Contrary to what many think, some of the most critical teachings of Karate have nothing to do with physical action. While kicks, punches and blocks are a fun and important aspect of Karate training, some of the more fundamental, (keyword MENTAL) focal points of training involve the development of character, and the state-of-mind.
Any martial art is first and foremost a form of self-defense. However, martial arts teachings often extend beyond physical training and into a more encompassing way of life. In Karate, this is called Karate-Do, which literally translates into “the way of the hand”. Practically, this means that students of Karate are taught the importance of attaining mental mastery, in tandem with physical training, for more holistic development – including respect.
As with many other aspects of Karate training, the benefits of respect easily translate into everyday life.
An early development of respect is especially important for youth, as a fundamental character trait for positive behavior and relationship development. An aptitude for respect helps to develop a positive parent-child relationship. It also helps connect children to an increased ability to develop meaningful social relationships. Lastly, it helps students achieve success academically, through stronger student-teacher relationships.
Respect is a vital character trait that is required for success in traditional Japanese Shotokan Karate, which emanates into many aspects of training.
In the beginning training, students are taught the value of respect for figures of authority, such as their teachers, to encourage an environment of effective learning. They learn to always show regard for their teacher’s instruction, and that through such respect, they will increase their ability to learn and succeed.

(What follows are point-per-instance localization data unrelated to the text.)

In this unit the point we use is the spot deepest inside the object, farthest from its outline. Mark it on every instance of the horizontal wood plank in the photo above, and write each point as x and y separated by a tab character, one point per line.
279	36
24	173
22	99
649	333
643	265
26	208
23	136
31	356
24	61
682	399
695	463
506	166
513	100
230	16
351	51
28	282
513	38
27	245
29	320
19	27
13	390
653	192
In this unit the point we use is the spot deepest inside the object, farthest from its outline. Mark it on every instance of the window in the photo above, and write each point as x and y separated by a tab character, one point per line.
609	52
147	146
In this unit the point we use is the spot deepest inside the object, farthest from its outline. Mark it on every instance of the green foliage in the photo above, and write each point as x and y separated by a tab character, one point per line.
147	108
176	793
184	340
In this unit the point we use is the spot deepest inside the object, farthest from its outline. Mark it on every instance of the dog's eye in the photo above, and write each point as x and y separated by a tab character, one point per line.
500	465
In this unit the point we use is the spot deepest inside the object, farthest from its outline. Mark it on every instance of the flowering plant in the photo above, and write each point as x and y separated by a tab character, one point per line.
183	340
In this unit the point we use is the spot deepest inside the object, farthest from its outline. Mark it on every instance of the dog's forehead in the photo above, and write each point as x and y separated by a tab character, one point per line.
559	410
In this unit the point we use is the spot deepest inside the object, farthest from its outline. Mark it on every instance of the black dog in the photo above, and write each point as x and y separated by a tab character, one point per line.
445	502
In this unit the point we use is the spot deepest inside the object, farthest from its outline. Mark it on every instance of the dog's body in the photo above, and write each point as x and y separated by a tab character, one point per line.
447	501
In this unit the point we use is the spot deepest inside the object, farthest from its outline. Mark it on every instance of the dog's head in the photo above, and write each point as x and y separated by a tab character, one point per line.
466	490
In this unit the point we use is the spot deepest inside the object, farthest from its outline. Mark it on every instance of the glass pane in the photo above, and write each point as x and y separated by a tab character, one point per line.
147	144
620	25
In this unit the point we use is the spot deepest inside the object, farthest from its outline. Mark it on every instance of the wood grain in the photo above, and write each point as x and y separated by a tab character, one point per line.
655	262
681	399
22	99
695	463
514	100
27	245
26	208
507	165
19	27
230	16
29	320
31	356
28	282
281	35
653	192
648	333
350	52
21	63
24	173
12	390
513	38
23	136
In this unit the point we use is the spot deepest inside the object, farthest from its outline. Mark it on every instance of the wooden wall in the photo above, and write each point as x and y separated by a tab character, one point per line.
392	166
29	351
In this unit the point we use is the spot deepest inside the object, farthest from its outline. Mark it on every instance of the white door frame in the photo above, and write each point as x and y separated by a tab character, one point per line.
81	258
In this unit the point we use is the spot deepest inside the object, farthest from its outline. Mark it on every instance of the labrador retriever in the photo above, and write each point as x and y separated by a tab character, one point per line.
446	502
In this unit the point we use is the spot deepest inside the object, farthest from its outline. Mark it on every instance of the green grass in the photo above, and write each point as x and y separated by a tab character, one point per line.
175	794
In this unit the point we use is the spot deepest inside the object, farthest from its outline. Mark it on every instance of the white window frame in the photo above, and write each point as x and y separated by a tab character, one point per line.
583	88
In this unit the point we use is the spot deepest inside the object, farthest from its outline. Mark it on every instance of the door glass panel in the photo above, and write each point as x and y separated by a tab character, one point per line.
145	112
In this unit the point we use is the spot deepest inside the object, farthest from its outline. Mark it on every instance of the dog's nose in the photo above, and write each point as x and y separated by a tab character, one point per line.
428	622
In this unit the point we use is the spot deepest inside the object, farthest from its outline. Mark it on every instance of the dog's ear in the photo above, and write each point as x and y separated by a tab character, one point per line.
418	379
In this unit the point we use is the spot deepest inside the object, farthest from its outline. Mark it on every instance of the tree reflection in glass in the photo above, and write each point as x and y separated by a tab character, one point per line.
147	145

Students also learn the benefits of respecting both fellow students and opponents, to further increase learning opportunity, and to help encourage successful self-defense. They learn the value of mutual respect, and develop an ability to demonstrate it practically.
Lastly, they are taught the value of respecting themselves, to foster peace and personal growth. They are shown, through goal oriented training, the value of their hard work, and their ability to achieve success.